Really funny side story...... On the drive over there, we were stopped at a red light and the driver of a car coming in the opposite direction said "hey" just as he drove by (I'm assuming on he was talking on the phone). Well that turned into a whole conversation about whether he was my boyfriend - ha! The boy I babysit said "I think he said hey to you because he thinks you're cute." Hahahahaha! I was dying laughing :)
Ice cream was a success. We headed back home afterwards and I watched some TV on the couch with them. I was trying to soak in as much as I could since I knew I didn't have much time left.
Their parents both got home at the same time and had a really sweet graduation present to give me. They wrote me a nice note, but I actually just pretended to read it while I was there because I knew it would make me cry - ha! They also gave me this super nice UC pullover. It's totally my style, and I can't wait to wear it next year. I have a feeling it is going to be one of my favorite UC items!
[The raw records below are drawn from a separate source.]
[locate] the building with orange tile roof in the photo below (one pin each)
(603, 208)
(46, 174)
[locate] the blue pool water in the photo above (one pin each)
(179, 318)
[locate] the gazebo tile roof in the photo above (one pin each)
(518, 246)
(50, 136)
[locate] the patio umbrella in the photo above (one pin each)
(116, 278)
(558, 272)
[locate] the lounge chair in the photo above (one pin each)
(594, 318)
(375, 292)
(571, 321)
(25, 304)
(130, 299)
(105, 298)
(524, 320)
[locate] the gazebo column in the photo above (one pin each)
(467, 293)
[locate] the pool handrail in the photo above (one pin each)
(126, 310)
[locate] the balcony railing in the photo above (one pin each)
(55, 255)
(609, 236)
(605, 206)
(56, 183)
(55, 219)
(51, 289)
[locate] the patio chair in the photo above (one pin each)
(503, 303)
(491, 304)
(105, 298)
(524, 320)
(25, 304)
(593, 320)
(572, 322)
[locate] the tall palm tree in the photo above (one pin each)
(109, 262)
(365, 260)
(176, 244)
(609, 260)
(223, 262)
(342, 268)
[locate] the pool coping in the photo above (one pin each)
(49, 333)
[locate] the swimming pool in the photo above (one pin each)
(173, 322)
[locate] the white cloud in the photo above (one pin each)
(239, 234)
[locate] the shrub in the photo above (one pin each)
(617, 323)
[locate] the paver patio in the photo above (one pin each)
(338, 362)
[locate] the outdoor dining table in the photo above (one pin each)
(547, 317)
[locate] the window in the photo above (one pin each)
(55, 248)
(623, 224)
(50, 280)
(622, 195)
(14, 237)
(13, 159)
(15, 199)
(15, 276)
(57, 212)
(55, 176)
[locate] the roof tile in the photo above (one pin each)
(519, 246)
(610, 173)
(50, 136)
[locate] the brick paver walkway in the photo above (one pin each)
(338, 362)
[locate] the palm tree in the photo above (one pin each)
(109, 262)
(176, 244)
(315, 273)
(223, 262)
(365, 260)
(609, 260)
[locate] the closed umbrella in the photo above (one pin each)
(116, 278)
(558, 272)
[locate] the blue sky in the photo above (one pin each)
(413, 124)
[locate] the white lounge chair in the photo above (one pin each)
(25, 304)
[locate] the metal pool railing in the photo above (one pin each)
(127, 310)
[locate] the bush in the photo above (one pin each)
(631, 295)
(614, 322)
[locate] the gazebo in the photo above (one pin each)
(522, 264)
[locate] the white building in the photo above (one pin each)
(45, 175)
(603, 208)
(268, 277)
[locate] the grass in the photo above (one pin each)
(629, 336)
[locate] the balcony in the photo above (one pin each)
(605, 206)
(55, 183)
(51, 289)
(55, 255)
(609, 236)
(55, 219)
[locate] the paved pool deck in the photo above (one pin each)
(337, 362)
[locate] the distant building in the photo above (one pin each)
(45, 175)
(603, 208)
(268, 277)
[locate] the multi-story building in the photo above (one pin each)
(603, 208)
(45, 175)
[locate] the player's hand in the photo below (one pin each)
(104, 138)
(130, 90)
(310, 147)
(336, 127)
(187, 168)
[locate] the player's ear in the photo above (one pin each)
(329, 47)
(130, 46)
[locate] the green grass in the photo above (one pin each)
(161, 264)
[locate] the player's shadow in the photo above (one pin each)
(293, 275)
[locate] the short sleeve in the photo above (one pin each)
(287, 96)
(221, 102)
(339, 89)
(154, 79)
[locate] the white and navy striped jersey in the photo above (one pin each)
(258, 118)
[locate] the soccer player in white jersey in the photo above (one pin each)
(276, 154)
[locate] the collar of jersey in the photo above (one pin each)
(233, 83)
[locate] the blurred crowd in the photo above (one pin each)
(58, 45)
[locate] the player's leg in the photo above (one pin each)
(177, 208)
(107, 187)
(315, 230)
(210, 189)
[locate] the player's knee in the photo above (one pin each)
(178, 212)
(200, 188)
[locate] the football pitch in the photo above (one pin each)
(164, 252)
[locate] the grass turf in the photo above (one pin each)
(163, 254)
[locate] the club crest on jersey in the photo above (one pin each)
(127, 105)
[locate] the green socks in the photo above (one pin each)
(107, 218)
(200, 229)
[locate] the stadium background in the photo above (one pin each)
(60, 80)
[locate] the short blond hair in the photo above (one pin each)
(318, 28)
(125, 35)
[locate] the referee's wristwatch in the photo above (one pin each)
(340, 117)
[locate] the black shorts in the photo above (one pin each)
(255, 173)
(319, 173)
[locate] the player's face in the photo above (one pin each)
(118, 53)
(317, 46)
I also got a picture taken with them. I had realized that I didn't have a single picture of me with them, and after being with them for 2 years, I thought it would be nice. Definitely a picture I'll treasure for a long time. I got some parting hugs and left before they could see me cry.
I made it out to my car and got my sunglasses on before the tears really started! I was proud of myself. I have just been overly emotional lately, and that sent me over the edge. I'm pretty sure I cried for about half an hour because I'm such a dork.
As my time babysitting came to an end I was extremely grateful for the opportunity to get to know those kids so well over the last 2 years. I couldn't have asked for a better job.
It's still so weird though to think that at I'll never have to force them to do their homework at 4:30 again. I'll never have to break up a fight between them again. I'll never have to feed their crayfish Mellow Yellow again - ha!
Hopefully they'll ask me to babysit some more, and I'm hoping to stay in touch. Either way, I know that they have impacted me for the better, and for that I'll always be thankful.